Luanda - Vladimir Putin é o presidente de um dos países mais poderosos do mundo, nos contextos político, diplomático e militar; é o chefe de uma das nações que mais contribuiu para os atuais poderes políticos e militares em África;​ representa enorme fatia da diplomacia ​​caucasiano-ocidental. ​

Fonte: Club-k.net

O país que representa tem corpo diplomático acreditado em Luanda como aliás teria de ser, como fonte do poder sem igual na ordem interna...


Estou em crer que a presença da embaixada russa em Luanda terá municiado a mais alta autoridade russa sobre processos crimes em curso na PGR, entre os quais, aquele que envolve a suposta primogênita do ex-ditador angolano por gestão danosa na petrolífera SONANGOL (não serei eu a debruçar-me sobre justeza ou a existência do mesmo ou de outros prováveis processos, criminosos ou julgados como tal), mas sou eu quem se apoquenta com o facto de estarem no mesmo evento de alto nível, acusador e acusada como se nada significasse para o anfitrião tal processo.


Em bom rigor seria caso para interpretar o gesto como inamistoso e contrário à cortesia diplomática que, não sendo crime constitui agressão suficientemente indelével contra o visado.


Questões domésticas à parte, o General João Manuel Gonçalves Lourenço esteve em Sochi na qualidade de presidente da república, representando o Estado angolano de que sou cidadão de pleno direito, e à quem formulo a seguinte preocupação: qual a razão que o levou a ficar-se pelo "sem igual na ordem interna"?


Apreciações pessoais e políticas à parte sobre a organização continental africana, questiono aos demais representantes de Estados ou governos africanos a razão ou razões por permanecerem quedos e mudos perante aquela afronta!

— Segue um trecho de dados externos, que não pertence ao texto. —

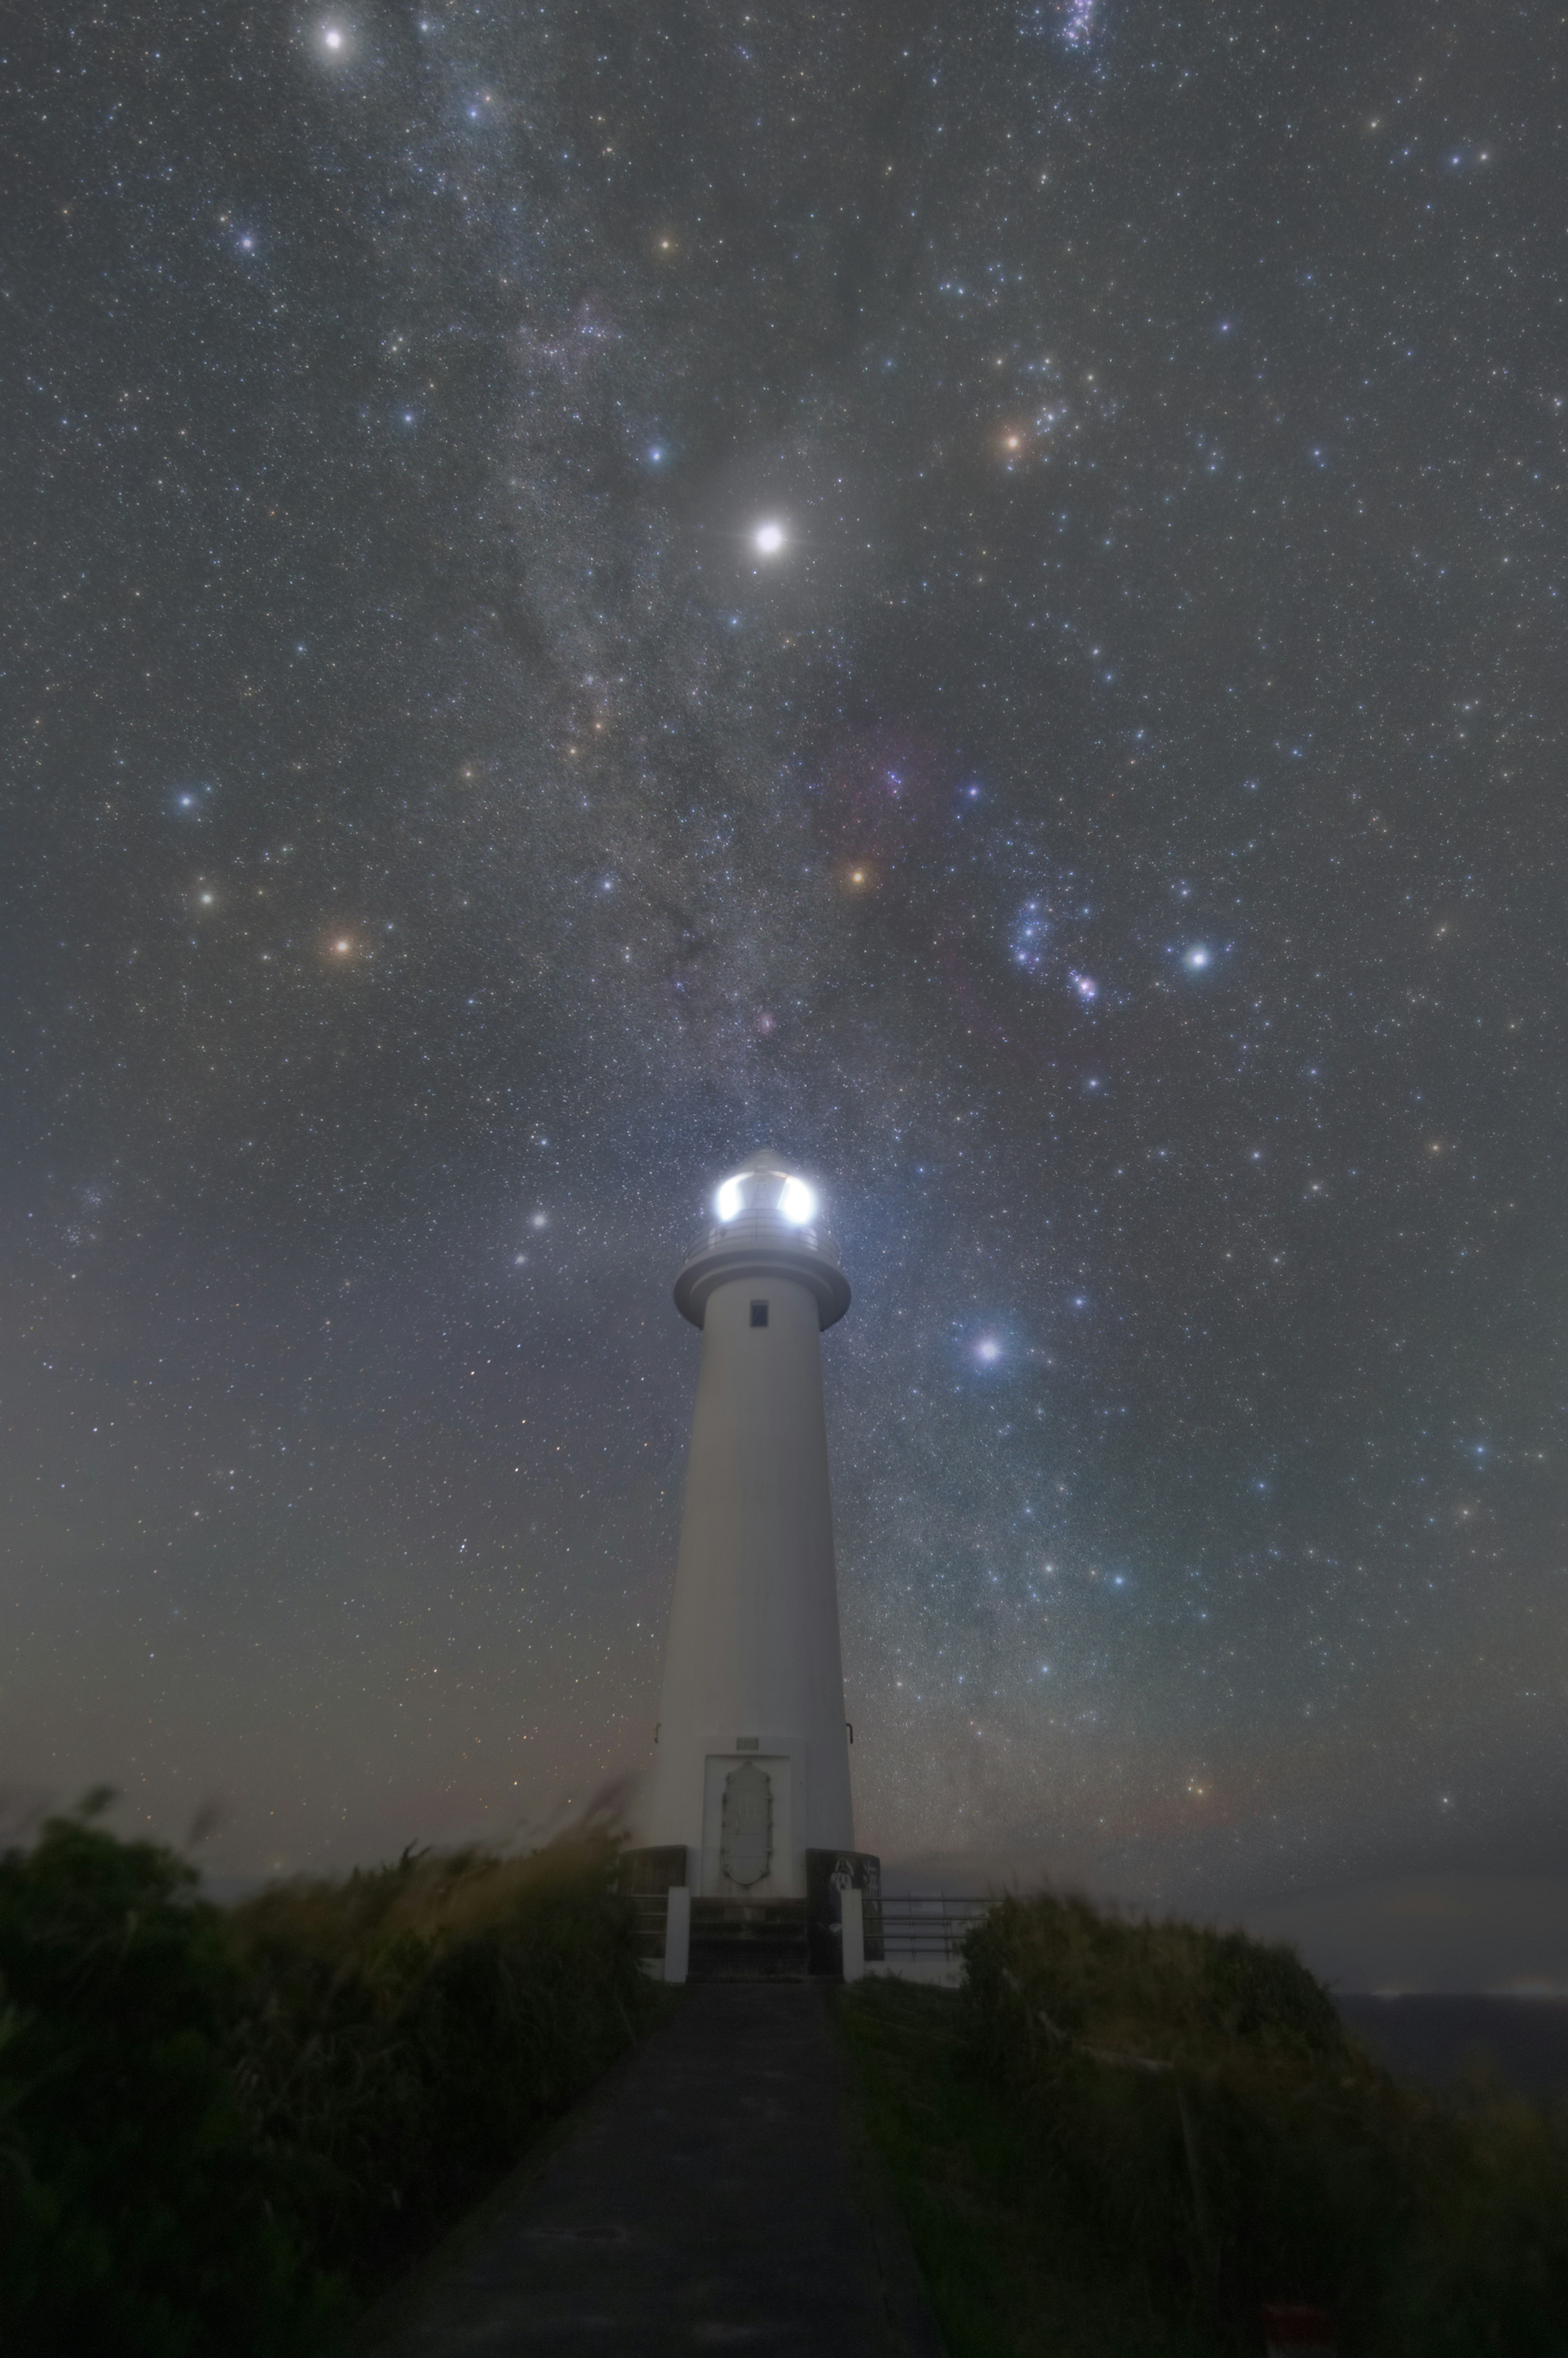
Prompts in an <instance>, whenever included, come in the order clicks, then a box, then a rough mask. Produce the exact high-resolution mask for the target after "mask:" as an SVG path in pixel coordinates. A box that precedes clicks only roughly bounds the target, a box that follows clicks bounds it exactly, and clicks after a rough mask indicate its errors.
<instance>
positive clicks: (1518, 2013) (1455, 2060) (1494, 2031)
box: [1335, 1995, 1568, 2103]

Por falta de solidariedade, por ignorância de assuntos internacionais envolvendo parceiros ou simplesmente porque o refrão Sem Igual na Ordem interna se fica por aí, inacabado e inexpressivo, com o seu poder assente apenas sobre os indefesos cidadãos que deveriam representar condignamente?


Sem superior na ordem externa será chavão para outros que não sejam mendigos ou representantes legítimos da autoridade democrática.